En tant que partenaire survivant, il est essentiel de comprendre vos droits en cas de décès de votre époux, partenaire de pacs ou compagnon. Les implications juridiques et fiscales varient selon votre statut matrimonial. Quelles sont les protections en matière de succession, de fiscalité et de logement? Cet article fait le point sur vos droits selon votre situation.

EN BREF

  • Les droits en matière de succession varient selon le mariage, le pacs ou le concubinage.
  • Le conjoint marié bénéficie de l’exonération des droits de succession, contrairement aux concubins.
  • Des aides financières et des droits au logement sont disponibles pour les conjoints survivants.

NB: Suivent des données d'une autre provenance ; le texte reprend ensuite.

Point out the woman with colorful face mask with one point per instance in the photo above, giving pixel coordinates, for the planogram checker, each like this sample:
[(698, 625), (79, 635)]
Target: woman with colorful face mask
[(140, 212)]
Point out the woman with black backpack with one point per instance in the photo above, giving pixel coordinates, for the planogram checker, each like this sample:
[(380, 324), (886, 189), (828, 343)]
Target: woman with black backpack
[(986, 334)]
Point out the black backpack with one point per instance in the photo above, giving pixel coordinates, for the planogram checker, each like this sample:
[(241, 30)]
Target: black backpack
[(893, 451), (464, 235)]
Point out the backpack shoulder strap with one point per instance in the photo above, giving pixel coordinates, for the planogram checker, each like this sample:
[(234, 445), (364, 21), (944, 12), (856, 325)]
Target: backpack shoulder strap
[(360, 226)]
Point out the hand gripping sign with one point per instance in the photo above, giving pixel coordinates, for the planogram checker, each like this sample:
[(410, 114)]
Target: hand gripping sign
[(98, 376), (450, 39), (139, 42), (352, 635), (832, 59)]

Succession et droits d’héritage

Si vous êtes mariée, peu importe votre régime matrimonial, vous héritez de votre époux sans payer de droits de succession. En cas d’enfants communs, vous pouvez choisir entre un quart de la succession en pleine propriété ou la totalité en usufruit. Si le défunt avait un enfant d’une précédente union, seule la première option est possible.

Sans enfants, vous recevez la totalité de la succession si les parents du défunt sont décédés. Si un parent est encore en vie, vous héritez de trois quarts de la succession. Avec deux parents vivants, votre part sera réduite à la moitié.

Situation des partenaires pacsés et concubins

Pour ceux qui sont pacsés ou en concubinage, la situation est moins favorable. Vous n’héritez d’aucun bien, sauf si un testament a été rédigé en votre faveur. La fiscalité diffère également : le partenaire pacsé est exonéré de droits de succession, tandis que le concubin devra acquitter 60% de droits, après un faible abattement.

Droits au logement

Le mariage ou le pacs vous accordent des protections en matière de logement. Après le décès, vous pouvez rester dans votre résidence principale pendant la première année sans frais. Ce droit est inaliénable, même face à un testament. Si le logement est loué, le bail est transféré automatiquement à votre nom, et les loyers que vous avez payés seront remboursés par la succession.

En revanche, en cas de concubinage, il n’existe aucun droit de maintien si vous n’êtes pas cosignataire du bail. Si vous êtes propriétaire, vous pouvez rester dans le logement sans indemniser les autres héritiers. En cas de usufruit, attention, car cela peut compliquer votre situation.

Allocations et pensions

Seules les personnes mariées peuvent percevoir des pensions de réversion, qui représente une part de la retraite du conjoint décédé, même s’il n’était pas encore retraité. Le concubin ou le partenaire pacsé n’a pas droit à cette pension. La réversion doit être demandée et n’est pas attribuée automatiquement.

Pour les régimes de base, la réversion est versée à partir de 55 ans, sous conditions de ressources, tandis que pour les régimes complémentaires, elle est versée sans condition de ressources. Si vous avez moins de 55 ans, vous pouvez demander une allocation de veuvage, ainsi qu’un capital décès si votre conjoint était dans certaines situations professionnelles.

Enfin, si vous avez des enfants à charge, vous pourrez demander l’allocation de soutien familial dès le mois suivant le décès.

Comprendre vos droits en tant que partenaire survivant est crucial pour naviguer dans cette période difficile. Que vous soyez marié, pacsé ou en concubinage, il est essentiel de vous informer sur vos droits pour protéger vos intérêts et ceux de votre famille.